Crushing expectations leave students overwhelmed at KAIST

Posted on : 2011-04-11 14:16 KST Modified on : 2019-10-19 20:29 KST
Students report frustration from an all-English curriculum and punitive tuition system
 April 10. (Photo by Lee Jung-woo)
April 10. (Photo by Lee Jung-woo)

By Ku Dool-rae 

 

My grade point average for the first semester was 2.7. Before eating breakfast, I took my place in the library, and after classes my feet naturally took me back there. But there were too many things I did not know. I could not keep up with my lectures, and I barely managed to complete my homework. My grades fell short of the “average” level of 3.0. When the second semester began, I was going without sleep nearly every day. I felt I was at the end of my rope. One Monday morning, I abruptly decided to head back to my hometown. I could not bear to say that I would not be attending school any more. Three days passed, and my mother said it was time to go back. She took me to the bus terminal and shoved me into the packed bus. She sat there watching it drive off for a long while. The year was 1992, and I was a freshman at KAIST. Nonetheless, I survived, and today I am working as a journalist. Perhaps if I were attending that school today, I would be called a “loser” or a “failure.”

On Sunday afternoon, I visited KAIST, nearly twice the age and weight I had been the last time. It was far classier than it had been before. The swimming pool had transformed into a dazzling building, while the stadium was refurbished with a baseball field. The temporary buildings where club meetings had been held had been cleared away, revealing the “Eureka Hall” behind them. The greasy spoon restaurant where we satisfied nighttime cravings had been demolished, and the shop transformed into a Burger King.

But at news of the fourth student suicide at the school just this year, all the frustrations from twenty years before came rushing back. I called a classmate in the class of ’94 for the first time in many years and was told, “It seems like it has increased a lot even compared to when we were there.”

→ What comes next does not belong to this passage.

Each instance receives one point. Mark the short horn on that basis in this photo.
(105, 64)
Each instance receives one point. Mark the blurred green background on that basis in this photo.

The issue of the differential tuition system is the focus of criticisms, and the school has taken initial steps toward abolishing it. But the student frustrations remain. KAIST conducts all of its courses in English, one of the “reforms” carried out by newly appointed President Suh Nam-pyo in the fall of 2006. Suppressions of students have also become overt. In 2008, student body elections were postponed indefinitely with the establishment of a school regulation stipulating that “no student who has gone over their year limit can become a student representative.” At the end of that year, a student who posted on the Internet portal site Daum calling for reforms to KAIST was reported on defamation charges.

English-language courses became “without exception,” the argument being that “students would flock to any exception that exists.” Students study Chinese history, Eastern philosophy, and the Japanese language in English.

“I did hear a lecture in Korean once,” a student recalled. “I thought to myself, ‘Is this what it is like to hear a lecture in Korean?’ It was revolutionary.” Bulletin boards have seen posts from students who claim not to have understood anything in their English lecturers.

When I said I was astonished the students were handling the situation, a reporter with the school newspaper handed me an old edition. Students had held an assembly to point out the problem areas with the 2006 unilateral reform plans. In 2008, they had a dialogue with the president, but no headway was made.

“We were reporting about how the Suh Nam-pyo reforms were focused solely on ‘performance,’ and now that something unfortunate has happened everyone is taking about all the problems that existed,” said Song Seok-yeong, a reporter with the KAIST Times. Song said the belated interest from outside left a sour taste in his mouth.

A student explained that once a student is subjected to jangjjal, having their state-sponsored scholarship money cut because their GPA is below 3.0, the student comes to think of himself or herself as a “loser.”

“At other schools, you are an excellent student if you are getting scholarship money,” the student said. “But here it is taken for granted that we get scholarship money, so if you do not, they whisper about you, saying that they do not think you are studying hard. Even though it creates hurt for each other...”

However, the school remains something of a mystery. On the bulletin board, opinions are roughly split over a message of “Stay Strong, President Suh Nam-pyo!” with 53 recommendations and 43 non-recommendations. Another post went up reading, “They are telling us that you are not qualified to stay at KAIST if your GPA is under 3.0, even if you really worked hard. They have recommended that post about fifty times. It is really scary.”

I knew all about competition and failure in 1992. I also had a sense of indebtedness over the fact that I was studying with state support. I did not need a punitive tuition system to feel that. Still, I had a way out. Today, however, the students are utterly overwhelmed, with obstacles in every direction.

Meanwhile, a professor at KAIST, surnamed Park, was Sunday found hanged by his wife hanged in the kitchen of his apartment in Daejeon. The 54-year-old Park left a suicide note asking to take good care of his children, according to the police. Park’s colleagues told police that the professor expressed worries about the state audit.